Hong Kong tycoon Li Ka-shing's attempt to buy the shares of his younger son, Richard, in the territory's dominant phone company was rejected by shareholders, ending an extended business drama that saw the scion struggling to emerge from the shadow of his father, an Associated Press report said.
Minority stockholders of Pacific Century Regional Developments (PCRD), a Singapore-based company controlled by Richard Li, rejected a proposal to sell its 22.7% stake in Hong Kong fixed-line operator PCCW for HK$9.16 billion ($1.2 billion), the report said.
The vote marked PCCW chairman Richard Li's failure to either reform or drop out of a floundering business venture that has struggled to live up to its aspiration of becoming a regional high-tech powerhouse.
Earlier, the 40-year-old Li tried to sell PCCW's core telecom and media assets to Australia's Macquarie Bank and US private equity company Newbridge Capital.
The talks were eventually called off because of objections from major shareholder China Netcom.
Richard Li instead opted for a share sale that was later complicated by his father's participation.

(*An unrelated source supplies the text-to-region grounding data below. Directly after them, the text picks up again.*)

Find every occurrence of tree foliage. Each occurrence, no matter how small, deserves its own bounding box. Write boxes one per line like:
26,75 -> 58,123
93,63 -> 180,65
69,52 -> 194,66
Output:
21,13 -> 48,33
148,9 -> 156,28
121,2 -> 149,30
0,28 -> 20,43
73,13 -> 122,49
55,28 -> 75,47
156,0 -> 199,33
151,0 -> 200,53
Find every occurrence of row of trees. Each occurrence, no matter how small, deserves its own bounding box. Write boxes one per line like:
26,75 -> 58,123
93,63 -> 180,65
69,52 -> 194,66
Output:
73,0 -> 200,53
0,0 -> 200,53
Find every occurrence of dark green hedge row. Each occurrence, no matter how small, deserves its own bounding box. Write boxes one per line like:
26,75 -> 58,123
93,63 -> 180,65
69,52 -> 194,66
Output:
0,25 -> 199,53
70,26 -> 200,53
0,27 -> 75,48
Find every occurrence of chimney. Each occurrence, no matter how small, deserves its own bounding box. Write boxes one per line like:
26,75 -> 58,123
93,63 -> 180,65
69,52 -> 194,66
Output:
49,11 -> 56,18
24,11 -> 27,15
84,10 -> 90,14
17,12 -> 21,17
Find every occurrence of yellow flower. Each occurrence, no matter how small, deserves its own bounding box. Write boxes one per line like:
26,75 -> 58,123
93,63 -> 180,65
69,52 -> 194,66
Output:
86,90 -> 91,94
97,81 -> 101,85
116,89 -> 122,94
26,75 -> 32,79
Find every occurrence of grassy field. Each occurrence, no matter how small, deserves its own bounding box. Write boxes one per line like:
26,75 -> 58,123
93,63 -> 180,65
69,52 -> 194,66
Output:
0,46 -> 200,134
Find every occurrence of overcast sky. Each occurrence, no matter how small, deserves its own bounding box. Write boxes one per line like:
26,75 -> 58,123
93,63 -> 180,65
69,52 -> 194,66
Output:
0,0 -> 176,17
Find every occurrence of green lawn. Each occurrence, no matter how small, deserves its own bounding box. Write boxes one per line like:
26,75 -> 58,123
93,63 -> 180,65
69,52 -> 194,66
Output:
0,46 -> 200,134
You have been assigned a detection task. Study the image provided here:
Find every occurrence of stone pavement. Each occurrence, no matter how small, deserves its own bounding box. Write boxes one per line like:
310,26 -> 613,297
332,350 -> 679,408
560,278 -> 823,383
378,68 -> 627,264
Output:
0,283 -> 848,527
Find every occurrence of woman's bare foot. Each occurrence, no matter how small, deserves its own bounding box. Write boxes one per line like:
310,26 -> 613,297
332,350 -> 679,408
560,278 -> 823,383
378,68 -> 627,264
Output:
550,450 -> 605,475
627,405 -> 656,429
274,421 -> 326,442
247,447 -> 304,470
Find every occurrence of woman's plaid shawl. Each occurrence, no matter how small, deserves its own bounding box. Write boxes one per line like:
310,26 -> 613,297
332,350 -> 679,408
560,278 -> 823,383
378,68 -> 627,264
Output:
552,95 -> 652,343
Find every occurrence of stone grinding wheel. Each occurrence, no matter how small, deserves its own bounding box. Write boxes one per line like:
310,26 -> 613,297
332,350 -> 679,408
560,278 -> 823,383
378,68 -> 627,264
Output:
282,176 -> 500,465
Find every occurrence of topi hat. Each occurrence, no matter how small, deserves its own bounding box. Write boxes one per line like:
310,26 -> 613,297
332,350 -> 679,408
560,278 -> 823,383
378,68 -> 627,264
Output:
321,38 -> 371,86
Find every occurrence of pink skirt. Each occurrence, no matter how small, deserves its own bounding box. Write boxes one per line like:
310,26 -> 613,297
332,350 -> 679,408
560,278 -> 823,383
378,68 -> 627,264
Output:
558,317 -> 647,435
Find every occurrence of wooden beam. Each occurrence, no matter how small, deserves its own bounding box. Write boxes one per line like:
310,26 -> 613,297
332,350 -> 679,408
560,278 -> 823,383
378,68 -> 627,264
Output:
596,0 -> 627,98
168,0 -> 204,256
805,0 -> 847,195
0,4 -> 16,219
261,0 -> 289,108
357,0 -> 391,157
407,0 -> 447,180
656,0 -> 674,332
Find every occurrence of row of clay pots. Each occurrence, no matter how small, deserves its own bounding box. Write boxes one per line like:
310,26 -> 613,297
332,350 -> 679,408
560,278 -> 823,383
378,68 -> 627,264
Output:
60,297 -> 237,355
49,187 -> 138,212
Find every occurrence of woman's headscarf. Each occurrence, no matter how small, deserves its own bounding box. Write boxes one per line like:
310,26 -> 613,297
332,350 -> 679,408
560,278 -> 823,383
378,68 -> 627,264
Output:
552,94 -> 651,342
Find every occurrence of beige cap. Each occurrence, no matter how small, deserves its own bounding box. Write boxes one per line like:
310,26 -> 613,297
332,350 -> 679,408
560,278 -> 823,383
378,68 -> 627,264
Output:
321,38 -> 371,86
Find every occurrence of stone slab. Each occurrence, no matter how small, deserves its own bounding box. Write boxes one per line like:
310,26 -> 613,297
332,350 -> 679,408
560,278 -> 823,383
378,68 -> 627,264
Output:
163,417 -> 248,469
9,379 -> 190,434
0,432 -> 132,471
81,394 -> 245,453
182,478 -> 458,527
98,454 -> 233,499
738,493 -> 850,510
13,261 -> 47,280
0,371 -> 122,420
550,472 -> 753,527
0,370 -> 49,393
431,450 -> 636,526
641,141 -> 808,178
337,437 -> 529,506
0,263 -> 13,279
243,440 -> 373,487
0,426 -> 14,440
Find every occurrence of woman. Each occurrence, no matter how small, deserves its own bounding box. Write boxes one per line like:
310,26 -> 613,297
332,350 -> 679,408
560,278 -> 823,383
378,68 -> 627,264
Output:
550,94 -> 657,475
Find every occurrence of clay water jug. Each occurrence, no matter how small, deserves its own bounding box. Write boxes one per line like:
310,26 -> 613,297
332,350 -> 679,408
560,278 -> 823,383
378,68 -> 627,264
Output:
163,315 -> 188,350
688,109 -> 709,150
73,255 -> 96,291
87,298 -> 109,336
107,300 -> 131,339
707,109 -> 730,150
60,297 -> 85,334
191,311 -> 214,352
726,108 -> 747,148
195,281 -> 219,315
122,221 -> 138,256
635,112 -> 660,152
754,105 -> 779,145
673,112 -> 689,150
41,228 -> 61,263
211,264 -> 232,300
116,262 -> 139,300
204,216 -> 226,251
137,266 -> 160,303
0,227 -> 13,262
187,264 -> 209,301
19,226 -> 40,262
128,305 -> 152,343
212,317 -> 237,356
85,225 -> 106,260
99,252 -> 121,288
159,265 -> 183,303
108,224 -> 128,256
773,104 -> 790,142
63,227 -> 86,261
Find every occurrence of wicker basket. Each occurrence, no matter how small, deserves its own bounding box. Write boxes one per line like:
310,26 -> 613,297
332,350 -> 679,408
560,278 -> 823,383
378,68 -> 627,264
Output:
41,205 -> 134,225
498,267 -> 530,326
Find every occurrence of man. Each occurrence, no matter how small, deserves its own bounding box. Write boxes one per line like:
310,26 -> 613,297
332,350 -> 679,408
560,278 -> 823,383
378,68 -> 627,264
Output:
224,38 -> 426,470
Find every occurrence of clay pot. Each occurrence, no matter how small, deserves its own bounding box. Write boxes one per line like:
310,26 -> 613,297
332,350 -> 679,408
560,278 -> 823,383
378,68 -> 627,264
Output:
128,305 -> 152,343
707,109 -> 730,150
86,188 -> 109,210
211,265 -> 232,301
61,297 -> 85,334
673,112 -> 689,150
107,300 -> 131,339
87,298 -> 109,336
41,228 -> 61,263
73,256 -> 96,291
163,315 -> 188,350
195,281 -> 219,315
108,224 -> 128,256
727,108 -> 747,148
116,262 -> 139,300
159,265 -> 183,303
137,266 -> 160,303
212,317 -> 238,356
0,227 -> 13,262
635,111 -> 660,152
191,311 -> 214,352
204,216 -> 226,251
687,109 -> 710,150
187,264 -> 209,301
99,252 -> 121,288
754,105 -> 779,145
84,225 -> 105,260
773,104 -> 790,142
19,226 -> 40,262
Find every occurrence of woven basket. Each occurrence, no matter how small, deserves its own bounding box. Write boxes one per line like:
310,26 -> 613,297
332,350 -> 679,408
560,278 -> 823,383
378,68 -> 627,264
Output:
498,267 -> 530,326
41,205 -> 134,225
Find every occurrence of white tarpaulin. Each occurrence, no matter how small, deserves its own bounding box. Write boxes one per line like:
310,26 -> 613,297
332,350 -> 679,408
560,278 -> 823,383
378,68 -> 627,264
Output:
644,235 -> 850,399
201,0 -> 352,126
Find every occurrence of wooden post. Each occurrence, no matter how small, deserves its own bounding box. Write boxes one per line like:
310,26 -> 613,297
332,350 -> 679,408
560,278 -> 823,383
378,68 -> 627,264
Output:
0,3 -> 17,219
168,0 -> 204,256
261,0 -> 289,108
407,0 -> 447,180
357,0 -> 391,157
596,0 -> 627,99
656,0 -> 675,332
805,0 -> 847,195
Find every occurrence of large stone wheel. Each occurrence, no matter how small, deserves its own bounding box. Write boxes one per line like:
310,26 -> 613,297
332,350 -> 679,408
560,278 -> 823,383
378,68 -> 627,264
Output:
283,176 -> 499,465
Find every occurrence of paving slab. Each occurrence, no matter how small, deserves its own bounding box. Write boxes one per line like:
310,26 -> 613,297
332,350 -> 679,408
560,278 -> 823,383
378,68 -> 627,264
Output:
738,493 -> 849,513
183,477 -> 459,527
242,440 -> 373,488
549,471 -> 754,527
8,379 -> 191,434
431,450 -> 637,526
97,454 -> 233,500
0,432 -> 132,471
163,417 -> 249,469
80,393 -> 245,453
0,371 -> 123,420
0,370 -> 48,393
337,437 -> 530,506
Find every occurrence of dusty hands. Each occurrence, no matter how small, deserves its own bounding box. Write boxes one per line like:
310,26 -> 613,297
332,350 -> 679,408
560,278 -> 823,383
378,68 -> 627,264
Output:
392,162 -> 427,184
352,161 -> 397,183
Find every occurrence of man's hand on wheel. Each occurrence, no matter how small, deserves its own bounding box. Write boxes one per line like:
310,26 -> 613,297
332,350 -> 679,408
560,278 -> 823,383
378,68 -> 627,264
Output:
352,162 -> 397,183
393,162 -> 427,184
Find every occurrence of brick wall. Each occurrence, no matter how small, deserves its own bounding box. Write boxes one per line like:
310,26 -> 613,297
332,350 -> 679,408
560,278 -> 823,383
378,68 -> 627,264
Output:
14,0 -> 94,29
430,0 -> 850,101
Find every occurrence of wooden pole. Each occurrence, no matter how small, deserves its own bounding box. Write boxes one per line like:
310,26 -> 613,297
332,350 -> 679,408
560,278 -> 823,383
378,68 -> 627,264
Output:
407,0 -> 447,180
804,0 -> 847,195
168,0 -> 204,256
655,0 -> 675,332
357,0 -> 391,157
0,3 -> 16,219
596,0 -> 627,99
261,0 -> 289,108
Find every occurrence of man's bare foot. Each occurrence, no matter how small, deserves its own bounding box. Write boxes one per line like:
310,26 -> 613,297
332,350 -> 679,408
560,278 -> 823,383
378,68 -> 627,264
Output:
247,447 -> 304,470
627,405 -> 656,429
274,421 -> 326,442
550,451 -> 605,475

He announced in July an agreement to sell PCRD's stake in PCCW to a group of investors led by Francis Leung, a longtime financier for the elder Li.
Leung's financial backers weren't known at the time, but they eventually included Spanish telecommunications giant Telefonica and two foundations run by Li Ka-shing.At an extraordinary general meeting in Singapore 76.3% of minority holders voted against the deal.